The tech companies initially pushed back vigorously against the bill. In recent weeks, though, some of them have softened their stance, saying they hope to seek a compromise.
“It’s past time to dispel the myth that big internet firms cannot or should not be accountable for their business,” Chip Smith, the executive vice president of external affairs for 21st Century Fox, “and that includes the personal data they collect and the content and behaviors they promote and profit from online.”
The tech companies are playing defense on other fronts as well. In September, Yelp said it had filed a complaint against Google with the Federal Trade Commission. In the complaint, Yelp argued that Google had violated a promise it made to the commission in 2013 that it would not reuse the content of competitors for its own advantage.

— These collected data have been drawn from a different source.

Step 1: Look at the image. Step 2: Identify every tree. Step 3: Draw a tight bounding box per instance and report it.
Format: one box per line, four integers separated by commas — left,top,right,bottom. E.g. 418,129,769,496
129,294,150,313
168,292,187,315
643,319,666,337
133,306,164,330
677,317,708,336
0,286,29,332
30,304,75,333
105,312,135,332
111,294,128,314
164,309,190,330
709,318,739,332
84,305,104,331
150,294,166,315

Representative Keith Ellison, a Democrat from Minnesota, recently wrote the commission to ask it disclose information about why it closed its case on Google in 2013. Senator Richard Blumenthal, a Democrat from Connecticut, has asked the agency to reopen its investigation in light of new evidence that surfaced in the case led by European regulators.
In July, the News Media Alliance, which represents 2,000 news organizations including The Times, The Washington Post and The Wall Street Journal, began advocating for antitrust exemptions that would allow the companies to collectively bargain with Facebook and Google for ad revenue. On Tuesday, David Chavern, president of the group, argued at a House hearing that digital platforms like Google and Facebook should follow the same rules that broadcast and print news organizations do.
“In the fall, you will see us getting increasingly vocal about Google and Facebook and the future of the news business,” Mr. Chavern said in an interview before the hearing.
Even nonprofit consumer interest groups are taking advantage of the situation. John Simpson of Consumer Watchdog, who is a longtime critic of Google’s collection of personal data, has pushed for online privacy rules and restrictions for self-driving vehicles. He has struggled to get attention in the past, but that is not much of a problem now.
“I’m getting more calls these days,” Mr. Simpson said.